On 03/16/2016 04:22 PM, Peter Zijlstra wrote:
> Subject: sched: Fix/cleanup cgroup teardown/init
>
> The cpu controller hasn't kept up with the various changes in the whole
> cgroup initialization / destruction sequence, and commit 2e91fa7f6d45
> ("cgroup: keep zombies associated with their original cgroups") caused
> it to explode.
>
> The reason for this is that zombies do not inhibit css_offline() from
> being called, but do stall css_released(). Now we tear down the cfs_rq
> structures on css_offline() but zombies can run after that, leading to
> use-after-free issues.
>
> The solution is to move the tear-down to css_released(), which
> guarantees nobody (including no zombies) is still using our cgroup.
>
> Furthermore, a few simple cleanups are possible too.

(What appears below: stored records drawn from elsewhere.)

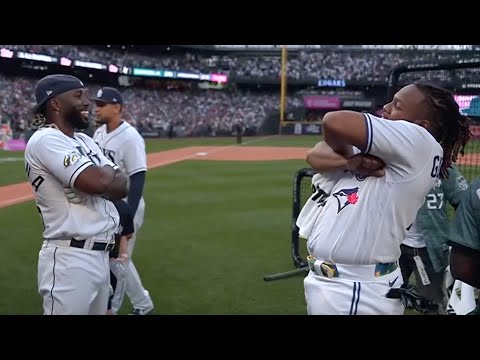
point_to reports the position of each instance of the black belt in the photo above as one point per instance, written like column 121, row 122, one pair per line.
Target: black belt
column 101, row 246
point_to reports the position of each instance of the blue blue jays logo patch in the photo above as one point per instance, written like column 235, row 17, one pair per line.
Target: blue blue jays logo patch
column 346, row 197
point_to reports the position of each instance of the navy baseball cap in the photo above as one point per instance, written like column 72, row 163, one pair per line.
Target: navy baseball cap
column 54, row 85
column 109, row 95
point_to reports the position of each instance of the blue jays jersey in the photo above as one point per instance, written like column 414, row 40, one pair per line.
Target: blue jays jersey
column 365, row 219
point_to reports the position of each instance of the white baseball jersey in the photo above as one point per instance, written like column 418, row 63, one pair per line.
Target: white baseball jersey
column 124, row 146
column 365, row 219
column 53, row 161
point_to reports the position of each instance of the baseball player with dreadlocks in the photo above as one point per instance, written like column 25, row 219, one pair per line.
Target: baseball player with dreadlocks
column 355, row 245
column 124, row 146
column 72, row 181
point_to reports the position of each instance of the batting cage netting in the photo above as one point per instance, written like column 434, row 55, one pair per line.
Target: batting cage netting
column 302, row 190
column 462, row 78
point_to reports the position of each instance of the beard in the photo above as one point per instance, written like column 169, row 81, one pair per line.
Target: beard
column 101, row 120
column 75, row 118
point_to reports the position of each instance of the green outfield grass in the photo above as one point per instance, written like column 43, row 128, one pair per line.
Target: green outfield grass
column 211, row 233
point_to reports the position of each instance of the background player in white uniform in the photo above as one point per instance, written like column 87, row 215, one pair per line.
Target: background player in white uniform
column 356, row 242
column 122, row 144
column 73, row 270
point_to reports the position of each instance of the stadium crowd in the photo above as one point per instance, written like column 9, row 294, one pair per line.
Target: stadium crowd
column 372, row 65
column 192, row 112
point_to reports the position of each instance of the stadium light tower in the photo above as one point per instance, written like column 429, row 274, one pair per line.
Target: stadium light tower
column 283, row 87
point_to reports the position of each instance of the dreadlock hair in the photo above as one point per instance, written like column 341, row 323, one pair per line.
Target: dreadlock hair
column 450, row 127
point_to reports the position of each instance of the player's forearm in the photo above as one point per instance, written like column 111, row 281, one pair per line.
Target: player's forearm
column 137, row 182
column 116, row 189
column 323, row 158
column 343, row 129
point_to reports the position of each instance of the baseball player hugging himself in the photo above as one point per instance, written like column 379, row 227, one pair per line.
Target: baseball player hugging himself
column 73, row 182
column 123, row 145
column 355, row 244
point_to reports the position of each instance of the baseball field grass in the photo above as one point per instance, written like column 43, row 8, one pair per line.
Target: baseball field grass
column 212, row 231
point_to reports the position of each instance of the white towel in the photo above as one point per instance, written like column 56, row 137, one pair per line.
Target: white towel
column 461, row 296
column 323, row 185
column 462, row 299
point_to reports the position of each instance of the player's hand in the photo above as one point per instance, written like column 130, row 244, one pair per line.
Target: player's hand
column 72, row 196
column 118, row 266
column 368, row 165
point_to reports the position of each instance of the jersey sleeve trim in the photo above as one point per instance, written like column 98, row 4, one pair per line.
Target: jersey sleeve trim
column 459, row 242
column 369, row 129
column 142, row 169
column 78, row 172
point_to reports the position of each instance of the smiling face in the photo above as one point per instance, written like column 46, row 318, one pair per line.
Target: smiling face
column 104, row 112
column 72, row 106
column 408, row 104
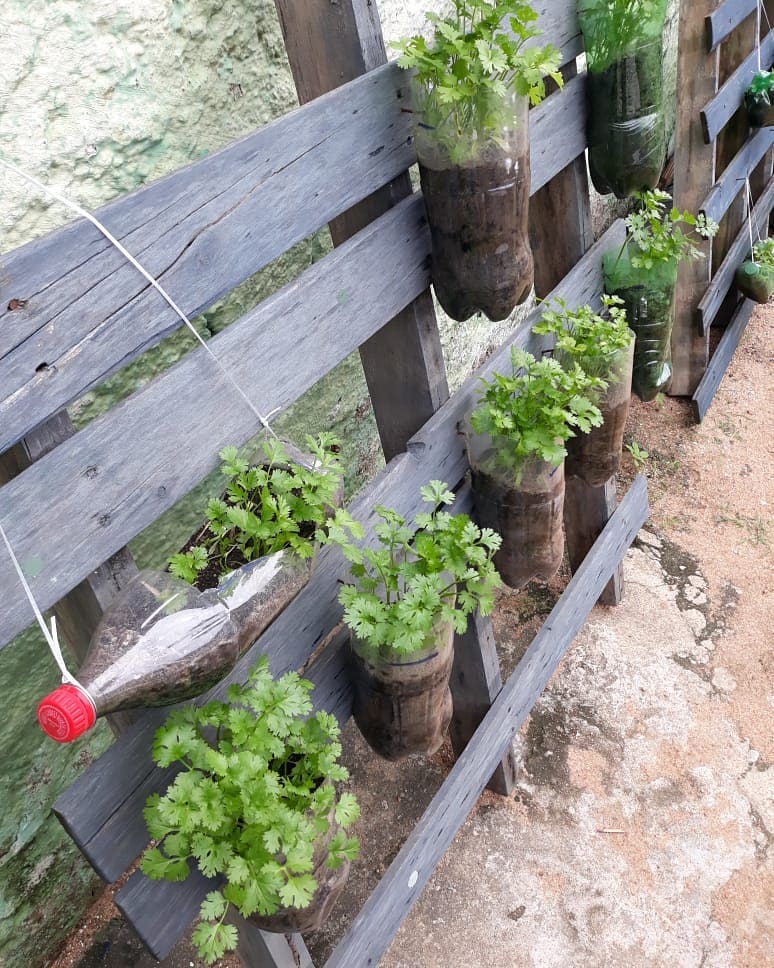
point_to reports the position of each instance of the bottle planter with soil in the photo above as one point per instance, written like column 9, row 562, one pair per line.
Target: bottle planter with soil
column 758, row 100
column 472, row 87
column 170, row 637
column 516, row 441
column 408, row 597
column 755, row 277
column 603, row 347
column 643, row 275
column 258, row 804
column 626, row 126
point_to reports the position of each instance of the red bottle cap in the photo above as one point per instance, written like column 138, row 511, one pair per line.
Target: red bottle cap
column 66, row 713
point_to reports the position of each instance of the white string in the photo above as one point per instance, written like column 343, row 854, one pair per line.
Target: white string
column 51, row 635
column 73, row 206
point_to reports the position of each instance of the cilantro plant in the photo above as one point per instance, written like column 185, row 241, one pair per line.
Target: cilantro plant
column 251, row 804
column 477, row 55
column 656, row 241
column 586, row 338
column 440, row 570
column 275, row 505
column 534, row 410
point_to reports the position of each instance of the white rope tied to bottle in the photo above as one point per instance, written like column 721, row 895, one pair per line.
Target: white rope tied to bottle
column 51, row 635
column 79, row 210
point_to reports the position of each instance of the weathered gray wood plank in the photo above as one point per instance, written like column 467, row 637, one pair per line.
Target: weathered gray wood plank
column 722, row 356
column 724, row 105
column 723, row 279
column 104, row 793
column 381, row 916
column 732, row 181
column 721, row 22
column 122, row 471
column 202, row 231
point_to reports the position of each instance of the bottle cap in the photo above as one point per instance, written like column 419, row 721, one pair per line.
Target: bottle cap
column 66, row 713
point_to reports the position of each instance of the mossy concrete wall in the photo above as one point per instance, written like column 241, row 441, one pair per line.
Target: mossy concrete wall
column 98, row 97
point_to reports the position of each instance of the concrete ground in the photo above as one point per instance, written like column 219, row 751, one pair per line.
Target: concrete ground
column 640, row 834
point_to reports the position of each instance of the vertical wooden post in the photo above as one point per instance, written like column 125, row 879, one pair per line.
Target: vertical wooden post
column 694, row 176
column 329, row 44
column 561, row 233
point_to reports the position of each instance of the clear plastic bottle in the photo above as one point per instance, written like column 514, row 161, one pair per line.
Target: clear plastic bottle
column 162, row 641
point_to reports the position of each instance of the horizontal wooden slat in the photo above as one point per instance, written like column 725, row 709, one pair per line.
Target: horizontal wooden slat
column 723, row 279
column 437, row 451
column 397, row 892
column 732, row 181
column 88, row 312
column 705, row 392
column 85, row 500
column 728, row 16
column 201, row 231
column 719, row 111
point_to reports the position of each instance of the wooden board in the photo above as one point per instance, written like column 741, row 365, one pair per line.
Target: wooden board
column 731, row 181
column 721, row 358
column 721, row 22
column 724, row 105
column 105, row 794
column 723, row 279
column 397, row 892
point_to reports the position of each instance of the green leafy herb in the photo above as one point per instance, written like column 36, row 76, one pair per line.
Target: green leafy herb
column 478, row 54
column 275, row 505
column 582, row 336
column 441, row 570
column 534, row 410
column 251, row 804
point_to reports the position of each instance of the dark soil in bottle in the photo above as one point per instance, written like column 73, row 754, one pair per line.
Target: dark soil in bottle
column 482, row 261
column 650, row 312
column 403, row 706
column 596, row 456
column 530, row 523
column 626, row 127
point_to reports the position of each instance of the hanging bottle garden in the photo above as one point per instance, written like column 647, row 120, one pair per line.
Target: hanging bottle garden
column 472, row 87
column 643, row 274
column 407, row 598
column 603, row 347
column 626, row 126
column 516, row 447
column 167, row 636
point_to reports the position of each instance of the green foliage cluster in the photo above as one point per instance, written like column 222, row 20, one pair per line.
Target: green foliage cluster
column 656, row 241
column 251, row 804
column 440, row 570
column 472, row 64
column 613, row 29
column 584, row 337
column 532, row 412
column 275, row 505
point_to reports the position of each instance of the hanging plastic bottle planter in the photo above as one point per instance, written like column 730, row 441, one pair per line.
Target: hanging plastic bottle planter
column 472, row 87
column 516, row 447
column 643, row 274
column 758, row 100
column 163, row 640
column 603, row 347
column 626, row 126
column 406, row 599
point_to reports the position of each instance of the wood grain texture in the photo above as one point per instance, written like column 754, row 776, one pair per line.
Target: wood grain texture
column 721, row 22
column 723, row 106
column 586, row 512
column 88, row 312
column 694, row 177
column 397, row 892
column 705, row 392
column 723, row 279
column 106, row 793
column 727, row 186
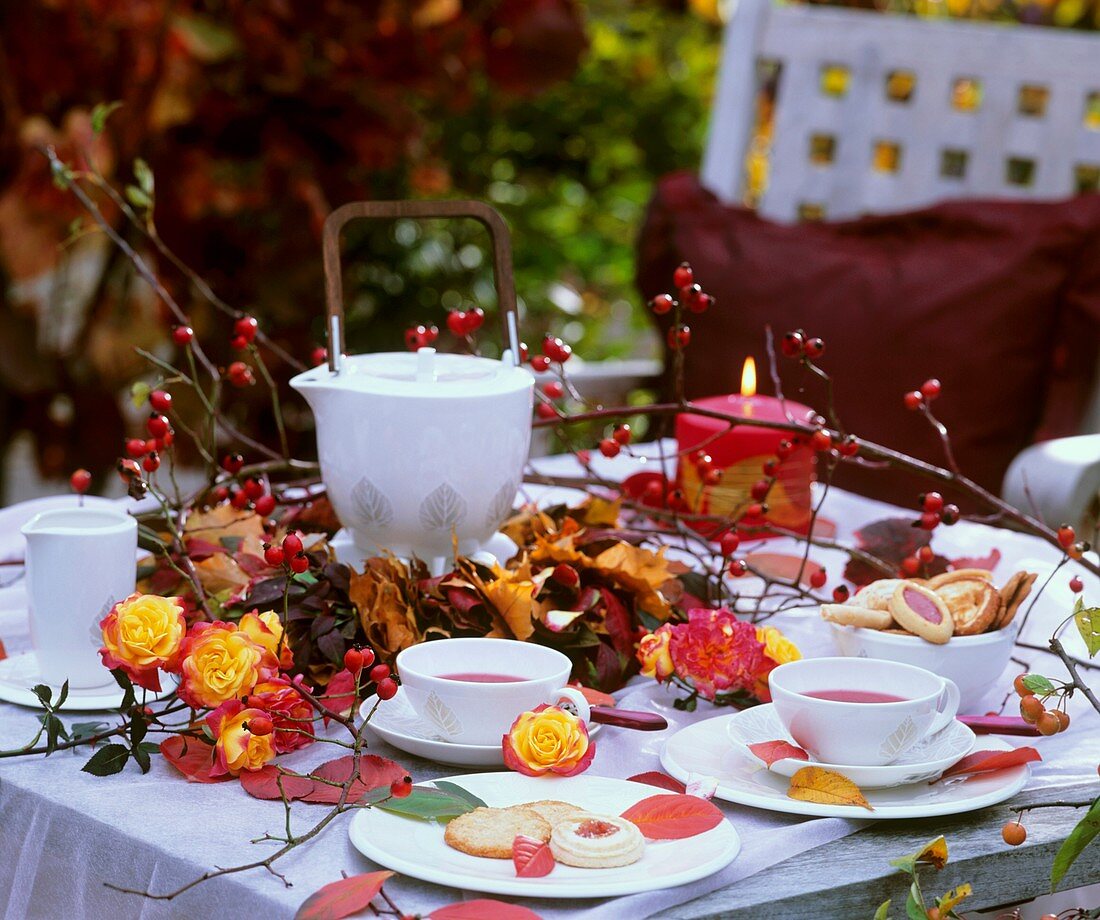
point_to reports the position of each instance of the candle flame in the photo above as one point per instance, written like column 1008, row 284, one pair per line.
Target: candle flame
column 748, row 378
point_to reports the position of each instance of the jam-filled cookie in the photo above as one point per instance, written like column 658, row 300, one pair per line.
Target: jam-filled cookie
column 922, row 611
column 491, row 831
column 596, row 842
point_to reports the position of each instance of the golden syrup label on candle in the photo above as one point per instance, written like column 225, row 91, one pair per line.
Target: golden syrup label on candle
column 789, row 501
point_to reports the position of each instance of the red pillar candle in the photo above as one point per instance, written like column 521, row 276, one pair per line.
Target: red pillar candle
column 740, row 453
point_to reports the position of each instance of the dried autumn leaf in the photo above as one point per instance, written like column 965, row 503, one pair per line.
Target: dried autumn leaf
column 342, row 898
column 825, row 787
column 772, row 751
column 673, row 817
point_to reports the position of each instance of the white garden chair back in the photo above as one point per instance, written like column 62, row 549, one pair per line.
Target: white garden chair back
column 991, row 111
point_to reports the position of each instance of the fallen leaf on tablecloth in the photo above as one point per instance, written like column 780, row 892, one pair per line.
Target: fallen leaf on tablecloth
column 825, row 787
column 531, row 857
column 191, row 757
column 990, row 760
column 342, row 898
column 772, row 751
column 483, row 909
column 660, row 780
column 673, row 817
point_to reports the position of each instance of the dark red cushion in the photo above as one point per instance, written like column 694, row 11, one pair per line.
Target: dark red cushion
column 998, row 299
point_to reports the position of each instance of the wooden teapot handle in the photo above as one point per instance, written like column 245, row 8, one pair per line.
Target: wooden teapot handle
column 444, row 208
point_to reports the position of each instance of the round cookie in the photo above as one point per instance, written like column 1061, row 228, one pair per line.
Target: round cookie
column 877, row 594
column 596, row 842
column 974, row 602
column 857, row 616
column 923, row 612
column 491, row 831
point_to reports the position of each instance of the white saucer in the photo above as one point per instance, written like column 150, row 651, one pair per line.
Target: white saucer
column 416, row 849
column 924, row 760
column 397, row 724
column 20, row 672
column 705, row 748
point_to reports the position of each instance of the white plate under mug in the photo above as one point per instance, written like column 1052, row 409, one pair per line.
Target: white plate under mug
column 705, row 748
column 417, row 849
column 924, row 760
column 397, row 724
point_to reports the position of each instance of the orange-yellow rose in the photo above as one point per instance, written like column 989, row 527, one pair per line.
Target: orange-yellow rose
column 265, row 630
column 141, row 635
column 235, row 747
column 548, row 740
column 219, row 663
column 655, row 656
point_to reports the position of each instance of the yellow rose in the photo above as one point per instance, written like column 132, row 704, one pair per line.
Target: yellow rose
column 548, row 740
column 265, row 630
column 141, row 635
column 235, row 747
column 219, row 664
column 655, row 656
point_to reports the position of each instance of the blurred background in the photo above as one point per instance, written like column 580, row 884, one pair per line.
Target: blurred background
column 257, row 117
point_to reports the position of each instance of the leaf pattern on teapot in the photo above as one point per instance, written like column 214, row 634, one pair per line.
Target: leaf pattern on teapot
column 371, row 505
column 442, row 508
column 501, row 505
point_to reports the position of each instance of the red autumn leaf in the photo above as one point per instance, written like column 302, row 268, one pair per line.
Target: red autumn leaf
column 483, row 909
column 264, row 784
column 660, row 780
column 373, row 771
column 673, row 817
column 772, row 751
column 191, row 757
column 990, row 760
column 988, row 562
column 342, row 898
column 531, row 857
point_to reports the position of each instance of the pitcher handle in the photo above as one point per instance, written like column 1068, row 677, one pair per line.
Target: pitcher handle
column 503, row 273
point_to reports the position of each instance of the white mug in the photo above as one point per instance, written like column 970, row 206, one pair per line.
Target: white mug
column 79, row 563
column 439, row 680
column 858, row 732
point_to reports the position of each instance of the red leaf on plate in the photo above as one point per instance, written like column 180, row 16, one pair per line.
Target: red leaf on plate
column 673, row 817
column 660, row 780
column 264, row 784
column 483, row 909
column 191, row 757
column 342, row 898
column 772, row 751
column 373, row 771
column 531, row 857
column 990, row 760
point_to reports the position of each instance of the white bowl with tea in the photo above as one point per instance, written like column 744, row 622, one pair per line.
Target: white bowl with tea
column 471, row 690
column 859, row 710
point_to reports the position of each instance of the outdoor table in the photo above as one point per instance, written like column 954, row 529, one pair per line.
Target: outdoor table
column 63, row 832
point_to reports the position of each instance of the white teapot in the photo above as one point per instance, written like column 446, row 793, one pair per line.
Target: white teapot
column 419, row 451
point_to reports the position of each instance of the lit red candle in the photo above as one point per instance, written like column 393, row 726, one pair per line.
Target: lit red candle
column 740, row 452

There doesn't
> appear to be any point to us using css_online() (anymore?) so fold that
> in css_alloc().
>
> And since cgroup code guarantees an RCU grace period between
> css_released() and css_free() we can forgo using call_rcu() and free the
> stuff immediately.
>
> Cc: [email protected]
> Fixes: 2e91fa7f6d45 ("cgroup: keep zombies associated with their original
> cgroups")
> Suggested-by: Tejun Heo <[email protected]>
> Signed-off-by: Peter Zijlstra (Intel) <[email protected]>
Survived 500 reboots. Without the patch, I've never gone past 84 reboots.
Tested-by: Niklas Cassel <[email protected]>